Comic Jenny Church, on the escaped convict who was found inside the ceiling of the Santa Monica courthouse: “The guy was missing the shirt off his back. Obviously, his lawyer had gotten to him first.”
Blake Clark, on the super union merger of the United Auto Workers, United Steel Workers and the Machinists and Aerospace Workers: “Great. The people who make the space shuttle will now be teamed with the people who made the Pinto.”
* Adds Ray: “Management will mark the occasion with the ceremonial cutting of the wages.”
Cutler, on Mike Schmidt using his baseball Hall of Fame induction to lobby for the inclusion of Pete Rose: “Pete bet Mike $50 that he wouldn’t have the guts to do it.”
Comedy writer Paul Ryan, on the new study claiming that moderate amounts of alcohol can help a person think: “Yeah. You think the woman sitting at the bar is not only beautiful, but that she’s also interested in you.”
Ryan, on Divine Brown turning down an offer to star in a porno movie: “She decided it was too sleazy when she heard that Phil Gramm was involved.”
Cutler Daily Scoop, on “Waterworld’s” $21.6-million opening weekend: “That should be just about enough to cover the catering.”
* Adds comedy writer Alex Kaseberg: “The most depressing thing about watching Kevin Costner in the film is that even in the distant future, they still don’t have a cure for baldness.”
*
Cirque du O.J.: “The ‘Mezzaluna Cookbook’ will be published in November. All recipes end with the same instruction: Season to bad taste .” (Church)

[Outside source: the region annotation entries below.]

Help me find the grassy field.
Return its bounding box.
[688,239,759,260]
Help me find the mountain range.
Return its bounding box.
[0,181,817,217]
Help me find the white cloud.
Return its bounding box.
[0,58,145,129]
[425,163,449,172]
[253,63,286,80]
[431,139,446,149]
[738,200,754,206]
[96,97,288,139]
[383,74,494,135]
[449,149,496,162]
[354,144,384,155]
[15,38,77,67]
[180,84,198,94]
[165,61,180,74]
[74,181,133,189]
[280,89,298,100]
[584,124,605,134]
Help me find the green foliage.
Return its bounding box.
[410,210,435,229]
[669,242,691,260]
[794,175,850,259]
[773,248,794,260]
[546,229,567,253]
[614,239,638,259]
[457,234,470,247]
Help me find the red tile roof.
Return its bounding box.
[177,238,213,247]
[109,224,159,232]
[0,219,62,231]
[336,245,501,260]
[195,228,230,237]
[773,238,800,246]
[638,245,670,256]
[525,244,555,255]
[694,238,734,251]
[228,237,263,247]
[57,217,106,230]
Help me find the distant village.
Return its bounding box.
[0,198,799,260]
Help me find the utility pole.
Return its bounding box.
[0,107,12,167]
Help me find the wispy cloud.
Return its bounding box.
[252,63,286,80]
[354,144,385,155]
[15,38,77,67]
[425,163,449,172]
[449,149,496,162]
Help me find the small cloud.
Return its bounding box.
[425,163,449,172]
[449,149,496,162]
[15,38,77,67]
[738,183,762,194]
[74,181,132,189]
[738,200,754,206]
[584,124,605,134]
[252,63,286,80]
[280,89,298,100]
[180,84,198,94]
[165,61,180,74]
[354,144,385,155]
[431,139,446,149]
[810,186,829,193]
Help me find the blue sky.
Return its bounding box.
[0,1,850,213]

* “Everyone suspected that the heat wave was getting to the Dream Team when Johnnie Cochran called Fritz Coleman to the stand.” (Bob Mills)
*
Cindy Yorks of Tustin was in line at a checkout stand when she overheard a clerk tell the man behind her, “I can help you over here.” As the customer moved to a new register, he told the clerk:
“Oh, yeah? Well, what if I’m beyond help?”